Aristotle vs Atomism

by Ferdinand III


One of the reasons that the Enlightenment was so hostile to a lot of Aristotelian theory, was that Aristotle opposed atomism and materialism. This offended the secular-'humanists' [Atheists], who demanded in various theorems that the material world, as identified by rationalist [positivism, where the mind is the only reality]; could explain everything. There was no need for many of these 'Enlightened' thinkers for a God, supernaturality, miracles or 'complexity'. Nature or its material dialecticism could explain everything.

 

There is of course plenty wrong about much of what Aristotle said. However, he was strongly and correctly in my view, of the opinion that reason itself had many issues and a definable limit. For example is the 'rationalism' of Epicurus [materialism] from the 4th century BC, reconcilable with the 'rationalism' of say Pythagoras [everything is mathematical], Democritus [everything is chaotic atomism]; Marxism [history is great sweeping materialistic phases]; or Atheism [reason is a by product of chance and chaos] ? Aristotle knew that rational theologies were not only corrupt, often-times weak in their logic, but open to divisive debate and censure.

 

As Wiker states, 'Nominalism' [from the Latin word to name] is a rationalist theology which believes that nothing is real. Nominalists conclude that the name cat is artificially affixed to a creature with a cell agglomeration which is in the shape of what our mind calls a cat. But that name is not real, neither really is the cat. It is just a lump of atoms. This 'relativity' is often embraced by the great and good as the highest form of 'rationalism'. It is nothing new. Nominalism was around in 300 BC and rejected by Aristotle.
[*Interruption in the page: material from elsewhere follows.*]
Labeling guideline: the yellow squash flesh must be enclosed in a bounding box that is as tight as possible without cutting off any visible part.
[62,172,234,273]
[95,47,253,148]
Cats are distinct creatures, and are not dogs. If you can't make that distinction you are simply a lunatic.

 

The Church therefore sided with Aristotle during the Middle Ages starting in the 4th century to stand against atomism, materialism which by their own logic, preclude the spiritual, a soul, the Eucharist and the entire canon of Church belief. Wiker makes this important point and this is the key reason why 'Enlightenment' 'thinkers', are so hostile to Aristotle and so contemptuous of Medieval Church Scholasticism. They desire to eradicate Church canonical liturgy and replace it with atomistic materialism as espoused by Epicurus who was in vogue in the 17th and 18th centuries and Atheist-Darwinism which builds on Epicurus' ideas and demands that you believe nothing created everything by magical processes of naturalism.